Depuis la publication des listes électorales, la tension est vive, avec une multitude de recours déposés auprès du Conseil constitutionnel. Les coalitions politiques de l’opposition et du pouvoir multiplient, les sorties guerrières et se préparent à des batailles rangées. La société civile appelle au calme.
La guerre fait rage. À quelques semaines des élections législatives de juillet, les états-majors politiques rivalisent d’ardeur dans le discours belliqueux. Alors que les uns menacent la quiétude des Sénégalais avec des appels à l’insurrection, les autres passent leur temps à insulter et à menacer de descendre dans la rue. Pour la société civile, il est temps de dire stop, avant que les choses ne dégénèrent.
‘’Cette situation exceptionnelle soumise à ce stade à l’appréciation du Conseil constitutionnel, à la lumière des dispositions du Code électoral, a provoqué de part et d’autre des prises de parole fortes pouvant entrainer des risques graves de troubles du climat de paix et de stabilité. Ce faisant, la société civile exhorte toutes les parties prenantes à la retenue et à ne pas appeler à des actions pouvant déboucher sur des manifestations violentes’’, lit-on dans la déclaration commune signée par plusieurs organisations membres du Cosce (Collectif des organisations de la société civile pour les élections) et de la Pacte (Plateforme des acteurs de la société pour la transparence des élections).
Pendant ce temps, les deux blocs jouent à se faire peur, alors qu’ils ne sont pas étrangers à l’imbroglio dans lequel se trouve le processus électoral.

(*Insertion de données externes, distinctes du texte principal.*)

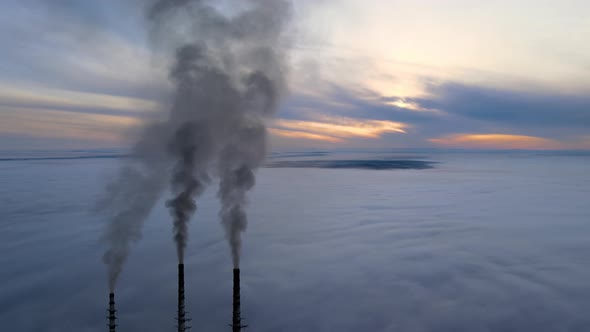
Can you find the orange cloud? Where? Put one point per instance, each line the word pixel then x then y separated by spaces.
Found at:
pixel 337 129
pixel 496 141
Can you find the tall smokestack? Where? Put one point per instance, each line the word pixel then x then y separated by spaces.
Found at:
pixel 236 319
pixel 182 320
pixel 112 313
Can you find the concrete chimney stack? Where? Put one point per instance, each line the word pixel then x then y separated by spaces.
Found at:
pixel 112 313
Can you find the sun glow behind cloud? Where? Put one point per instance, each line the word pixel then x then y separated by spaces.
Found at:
pixel 336 129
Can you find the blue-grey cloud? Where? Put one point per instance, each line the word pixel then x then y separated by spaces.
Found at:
pixel 524 109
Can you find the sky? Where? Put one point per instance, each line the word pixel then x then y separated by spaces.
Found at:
pixel 362 74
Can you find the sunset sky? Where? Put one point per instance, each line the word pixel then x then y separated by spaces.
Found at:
pixel 364 74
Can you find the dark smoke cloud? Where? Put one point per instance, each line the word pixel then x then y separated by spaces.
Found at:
pixel 229 77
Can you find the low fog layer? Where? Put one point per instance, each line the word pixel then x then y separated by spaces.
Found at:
pixel 478 243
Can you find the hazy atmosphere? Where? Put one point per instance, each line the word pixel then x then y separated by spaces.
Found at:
pixel 283 165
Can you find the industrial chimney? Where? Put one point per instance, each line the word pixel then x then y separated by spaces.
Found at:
pixel 182 320
pixel 236 320
pixel 112 313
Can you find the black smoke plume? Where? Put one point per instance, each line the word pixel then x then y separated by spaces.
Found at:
pixel 228 64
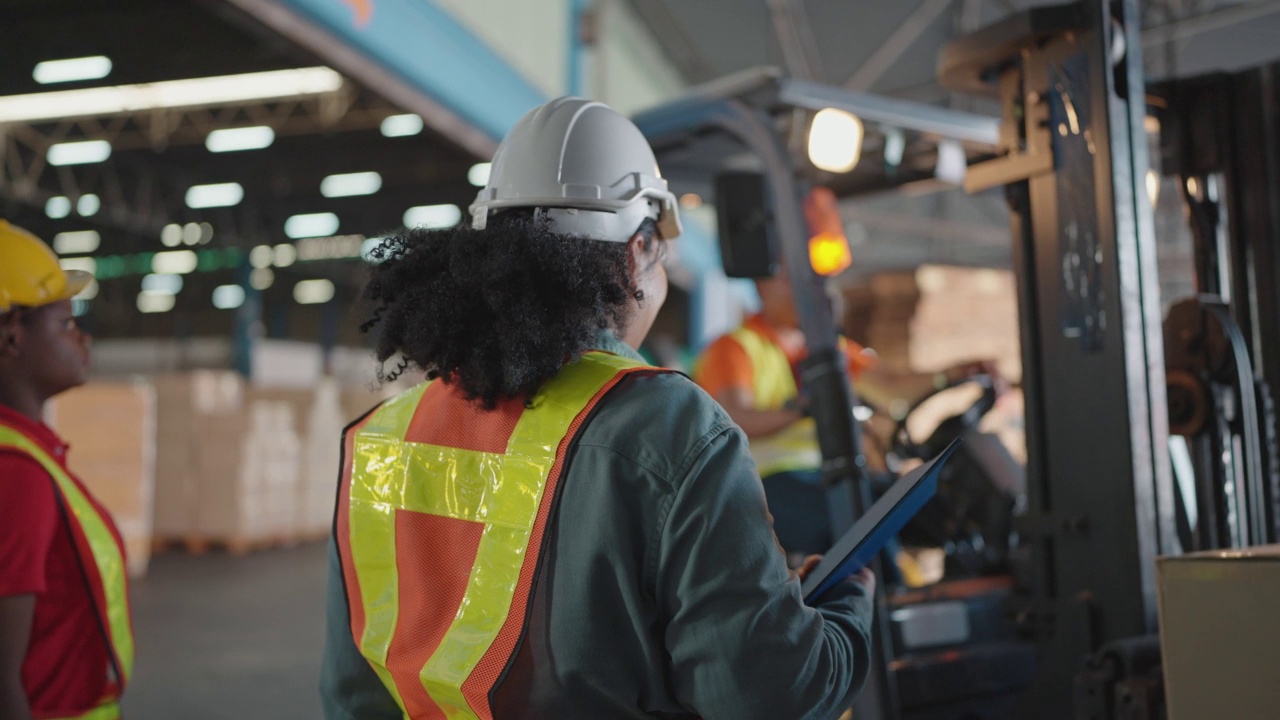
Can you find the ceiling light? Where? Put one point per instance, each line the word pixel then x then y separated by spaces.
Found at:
pixel 286 255
pixel 155 302
pixel 312 292
pixel 366 249
pixel 479 174
pixel 835 140
pixel 172 235
pixel 351 183
pixel 329 247
pixel 83 264
pixel 90 291
pixel 72 69
pixel 58 206
pixel 196 92
pixel 433 217
pixel 312 224
pixel 80 153
pixel 190 233
pixel 78 242
pixel 228 296
pixel 174 261
pixel 88 205
pixel 161 285
pixel 402 126
pixel 233 140
pixel 218 195
pixel 260 256
pixel 261 278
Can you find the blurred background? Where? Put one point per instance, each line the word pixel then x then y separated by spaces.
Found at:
pixel 223 167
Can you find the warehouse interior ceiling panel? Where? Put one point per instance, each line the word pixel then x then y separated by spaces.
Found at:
pixel 141 163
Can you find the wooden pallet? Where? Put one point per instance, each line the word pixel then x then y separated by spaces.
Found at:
pixel 238 547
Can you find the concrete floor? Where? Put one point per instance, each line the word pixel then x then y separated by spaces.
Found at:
pixel 222 637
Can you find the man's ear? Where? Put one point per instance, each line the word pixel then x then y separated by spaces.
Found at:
pixel 10 335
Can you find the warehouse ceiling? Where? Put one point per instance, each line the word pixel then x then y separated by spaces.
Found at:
pixel 158 155
pixel 891 49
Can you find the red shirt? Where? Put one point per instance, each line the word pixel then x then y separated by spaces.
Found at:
pixel 67 664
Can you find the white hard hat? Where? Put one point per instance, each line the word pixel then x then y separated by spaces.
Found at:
pixel 586 168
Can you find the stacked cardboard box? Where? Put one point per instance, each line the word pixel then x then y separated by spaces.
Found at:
pixel 112 428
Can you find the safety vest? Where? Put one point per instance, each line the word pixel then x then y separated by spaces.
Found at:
pixel 773 384
pixel 440 525
pixel 101 563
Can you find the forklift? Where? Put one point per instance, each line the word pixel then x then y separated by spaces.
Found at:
pixel 1173 449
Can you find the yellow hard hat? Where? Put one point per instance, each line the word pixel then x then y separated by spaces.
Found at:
pixel 30 274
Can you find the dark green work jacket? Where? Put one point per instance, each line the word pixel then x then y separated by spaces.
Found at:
pixel 662 593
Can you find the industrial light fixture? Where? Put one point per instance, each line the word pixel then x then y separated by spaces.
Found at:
pixel 479 174
pixel 78 242
pixel 161 285
pixel 88 205
pixel 433 217
pixel 172 235
pixel 312 292
pixel 835 140
pixel 83 264
pixel 58 206
pixel 402 126
pixel 261 278
pixel 95 67
pixel 195 92
pixel 78 153
pixel 174 263
pixel 261 256
pixel 234 140
pixel 311 224
pixel 350 185
pixel 228 296
pixel 286 255
pixel 216 195
pixel 155 301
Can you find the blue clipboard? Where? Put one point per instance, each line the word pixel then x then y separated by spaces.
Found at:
pixel 881 522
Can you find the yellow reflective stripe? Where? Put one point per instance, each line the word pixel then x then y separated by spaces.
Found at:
pixel 106 554
pixel 794 447
pixel 502 491
pixel 378 451
pixel 496 574
pixel 105 711
pixel 773 382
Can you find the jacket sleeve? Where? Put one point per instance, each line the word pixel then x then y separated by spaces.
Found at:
pixel 350 689
pixel 743 643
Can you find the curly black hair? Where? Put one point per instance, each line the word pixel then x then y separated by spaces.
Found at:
pixel 497 310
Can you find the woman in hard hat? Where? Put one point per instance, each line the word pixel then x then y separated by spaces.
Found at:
pixel 552 528
pixel 65 634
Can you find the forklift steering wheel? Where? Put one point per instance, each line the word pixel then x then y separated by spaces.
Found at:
pixel 904 446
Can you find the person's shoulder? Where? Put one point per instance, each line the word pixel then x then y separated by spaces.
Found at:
pixel 26 487
pixel 659 419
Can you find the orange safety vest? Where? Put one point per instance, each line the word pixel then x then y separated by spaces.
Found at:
pixel 794 447
pixel 101 560
pixel 440 525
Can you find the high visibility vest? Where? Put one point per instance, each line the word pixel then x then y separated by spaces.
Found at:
pixel 440 525
pixel 773 384
pixel 101 561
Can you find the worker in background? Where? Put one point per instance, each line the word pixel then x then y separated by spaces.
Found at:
pixel 552 528
pixel 65 633
pixel 753 373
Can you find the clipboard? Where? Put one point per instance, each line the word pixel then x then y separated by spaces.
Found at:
pixel 882 520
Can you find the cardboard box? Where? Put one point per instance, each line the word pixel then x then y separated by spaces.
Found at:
pixel 1220 633
pixel 112 429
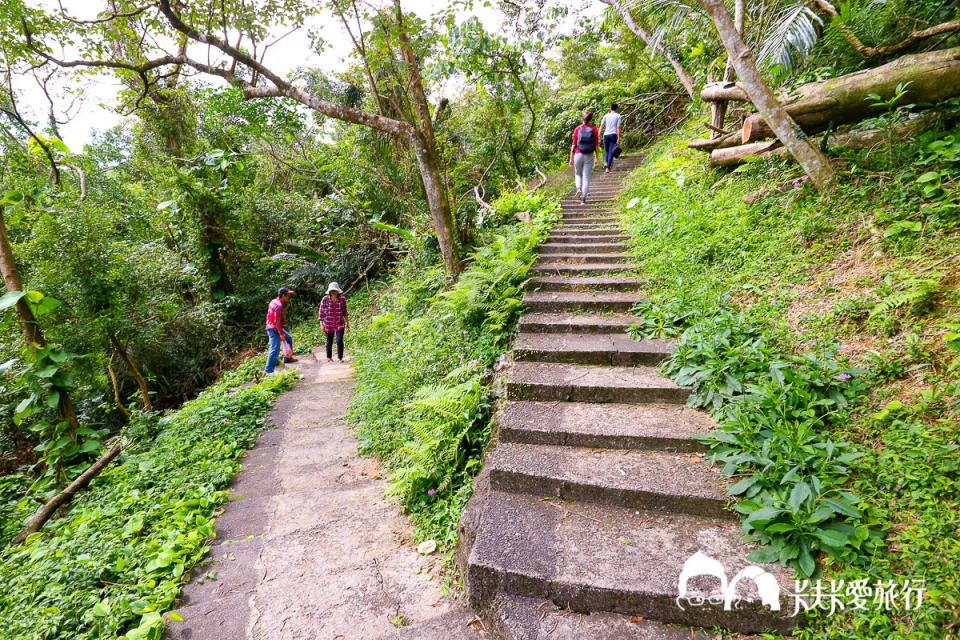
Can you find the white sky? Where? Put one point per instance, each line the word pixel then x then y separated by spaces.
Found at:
pixel 95 109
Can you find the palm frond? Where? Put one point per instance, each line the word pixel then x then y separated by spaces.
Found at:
pixel 792 33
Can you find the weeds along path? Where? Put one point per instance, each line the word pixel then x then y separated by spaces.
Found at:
pixel 596 493
pixel 309 547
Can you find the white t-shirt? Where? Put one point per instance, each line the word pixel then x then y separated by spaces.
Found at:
pixel 610 122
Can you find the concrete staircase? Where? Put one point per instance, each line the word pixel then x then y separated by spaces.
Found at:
pixel 596 494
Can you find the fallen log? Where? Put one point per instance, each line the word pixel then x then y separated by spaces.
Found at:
pixel 709 144
pixel 45 512
pixel 859 140
pixel 923 77
pixel 724 92
pixel 733 156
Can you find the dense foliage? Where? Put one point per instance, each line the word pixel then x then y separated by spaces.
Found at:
pixel 425 363
pixel 831 367
pixel 117 561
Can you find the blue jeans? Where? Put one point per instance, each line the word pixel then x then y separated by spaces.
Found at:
pixel 274 352
pixel 582 165
pixel 609 144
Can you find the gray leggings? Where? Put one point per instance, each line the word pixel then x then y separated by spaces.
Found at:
pixel 582 166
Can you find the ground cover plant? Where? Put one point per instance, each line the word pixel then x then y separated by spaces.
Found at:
pixel 821 333
pixel 424 364
pixel 113 565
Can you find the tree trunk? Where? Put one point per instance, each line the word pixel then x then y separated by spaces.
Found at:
pixel 425 148
pixel 933 76
pixel 810 158
pixel 640 32
pixel 724 91
pixel 134 371
pixel 728 157
pixel 38 519
pixel 865 51
pixel 719 109
pixel 32 335
pixel 116 387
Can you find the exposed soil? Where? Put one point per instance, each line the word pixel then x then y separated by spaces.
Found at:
pixel 309 547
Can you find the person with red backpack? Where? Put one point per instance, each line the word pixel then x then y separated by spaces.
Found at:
pixel 584 143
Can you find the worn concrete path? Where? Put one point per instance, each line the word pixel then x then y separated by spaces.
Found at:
pixel 309 547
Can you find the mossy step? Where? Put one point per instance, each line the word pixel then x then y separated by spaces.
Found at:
pixel 552 323
pixel 517 618
pixel 606 426
pixel 591 557
pixel 590 348
pixel 585 247
pixel 589 283
pixel 578 236
pixel 591 383
pixel 560 301
pixel 581 269
pixel 663 481
pixel 574 257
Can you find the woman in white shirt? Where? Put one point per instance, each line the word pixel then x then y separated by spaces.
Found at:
pixel 611 125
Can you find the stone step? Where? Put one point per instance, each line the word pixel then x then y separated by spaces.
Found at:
pixel 580 212
pixel 604 230
pixel 518 618
pixel 599 235
pixel 588 220
pixel 618 349
pixel 662 481
pixel 573 257
pixel 607 426
pixel 590 383
pixel 459 623
pixel 560 283
pixel 559 323
pixel 560 301
pixel 585 228
pixel 603 558
pixel 585 247
pixel 580 269
pixel 591 200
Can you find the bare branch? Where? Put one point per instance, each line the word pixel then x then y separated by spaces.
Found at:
pixel 110 18
pixel 867 52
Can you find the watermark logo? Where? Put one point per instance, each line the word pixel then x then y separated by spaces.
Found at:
pixel 830 596
pixel 700 564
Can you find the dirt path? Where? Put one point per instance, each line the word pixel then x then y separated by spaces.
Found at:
pixel 308 547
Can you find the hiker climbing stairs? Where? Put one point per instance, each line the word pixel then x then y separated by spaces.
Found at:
pixel 597 492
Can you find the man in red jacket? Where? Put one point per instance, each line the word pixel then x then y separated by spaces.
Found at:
pixel 585 142
pixel 275 331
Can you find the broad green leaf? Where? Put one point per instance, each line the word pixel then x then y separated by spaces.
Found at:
pixel 798 495
pixel 832 538
pixel 10 298
pixel 764 555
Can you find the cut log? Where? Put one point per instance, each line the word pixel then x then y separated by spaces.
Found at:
pixel 709 144
pixel 733 156
pixel 45 512
pixel 932 76
pixel 723 92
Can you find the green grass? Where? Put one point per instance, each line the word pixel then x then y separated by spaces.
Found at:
pixel 861 277
pixel 113 565
pixel 424 365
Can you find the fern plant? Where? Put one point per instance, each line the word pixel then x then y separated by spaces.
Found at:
pixel 915 291
pixel 444 422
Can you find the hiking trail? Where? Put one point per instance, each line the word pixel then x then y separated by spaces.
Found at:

À cause de leurs erreurs dans la confection des dossiers de candidature selon les règles du Code électoral, la Direction générale des Élections, à travers la commission en charge de la réception des dossiers, a été obligée d’exclure, partiellement ou totalement, des listes. Ces décisions ne passent pas du côté des états-majors politiques.
Ainsi, les discours va-t-en-guerre fleurissent. Et il y a un risque d’embrasement du pays. Selon les organisations signataires, il faut que les parties se ‘’ressaisissent’’ et utilisent ‘’les moyens légaux que leur offre le cadre juridique pour faire valoir leurs arguments auprès des institutions judiciaires du pays’’. Comme ça se passe dans tout pays civilisé.
Le moins que l’on puisse dire, c’est que cet appel semble tomber dans l’oreille de sourds. Depuis la notification de l’arrêté portant publication des listes, chaque partie bande les muscles. Aujourd’hui, l’escalade a été évitée de justesse. Après avoir annoncé une grande mobilisation, Yewwi Askan Wi a été amenée de reporter sa marche jusqu’à la semaine prochaine, suite à l’interdiction du préfet. Officiellement, parce qu’il y a une autre manifestation au même endroit. Elle va tenir à la place une conférence de presse de lancement de son inter-coalition avec la Grande coalition Wallu Senegaal, ce matin.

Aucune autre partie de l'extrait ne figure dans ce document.